A recent tweet by Councilman Freddie O’Connell states, “If we’re smart, we’ll spend the period between Thanksgiving and New Year’s Eve exploring every avenue to reopen K-4 at a minimum and accelerate reopening.”
It is that very “If” that we’ve been struggling with for much of 2020. We had an entire Spring Break to plan. We had an entire Summer to plan. Instead of a very clear and consistent vision, we received strings of emails from MNPS that alternated between confusing and condescending. Just last week, we received the gift of a shiny new COVID-19 Tracker thermometer tool to keep us entertained during the current intermission.
I think about some of the younger children, who learn virtually from grandparents’ and relatives’ tables, or struggle to wake themselves up and get dressed because only big brother or sister is home to watch them. I wonder how they will feel about the new tool that will sit in an unopened email.
“If we’re smart,” (and by “we’re,” I’m saying the people who are getting paid very well to actually provide vision and leadership) “we’ll” begin to realize that there is a large population of children whose schools cannot accommodate 6 feet between chairs; who do not have a rapid response plan in place because of their existing relationships with medical institutions in town; who struggle to not only hold on to excellent teachers, but do not have the resources to train their teachers to take on the additional burden of being disease control experts.
Politicos will point out, fairly, that younger populations are less affected by the Coronavirus. According to the World Health Organization, roughly 8.5% of reported cases involve children under 18. This isn’t a political issue. This is about those young people, the teachers, and staff taking a virus home that could a) infect an entire household and b) wreak havoc on vulnerable populations who are more at risk.
“We’ve” got to think about everyone on this one.

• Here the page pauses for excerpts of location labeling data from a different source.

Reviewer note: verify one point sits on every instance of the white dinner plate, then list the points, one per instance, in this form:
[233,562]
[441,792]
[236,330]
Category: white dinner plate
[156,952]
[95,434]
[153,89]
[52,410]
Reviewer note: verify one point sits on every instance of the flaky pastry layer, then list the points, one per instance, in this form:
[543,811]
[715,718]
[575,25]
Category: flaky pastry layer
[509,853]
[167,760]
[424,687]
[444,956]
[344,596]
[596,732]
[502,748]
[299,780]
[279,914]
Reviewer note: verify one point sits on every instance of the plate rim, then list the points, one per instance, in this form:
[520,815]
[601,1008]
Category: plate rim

To address these inequities courageously, “we’re” going to have to do things differently, drop the politics, and engage our collective and communal imagination. Einstein is credited with saying, “Imagination is more important than knowledge; for knowledge is limited, whereas imagination embraces the entire world, stimulating progress, giving birth to evolution.”
If “we” are smart, “we” will utilize our collective imagination to get beyond the political theatrics and into the heart of problem-solving.
Once again, “we’ve” got planning time, so “we” might as well do something with it this time around.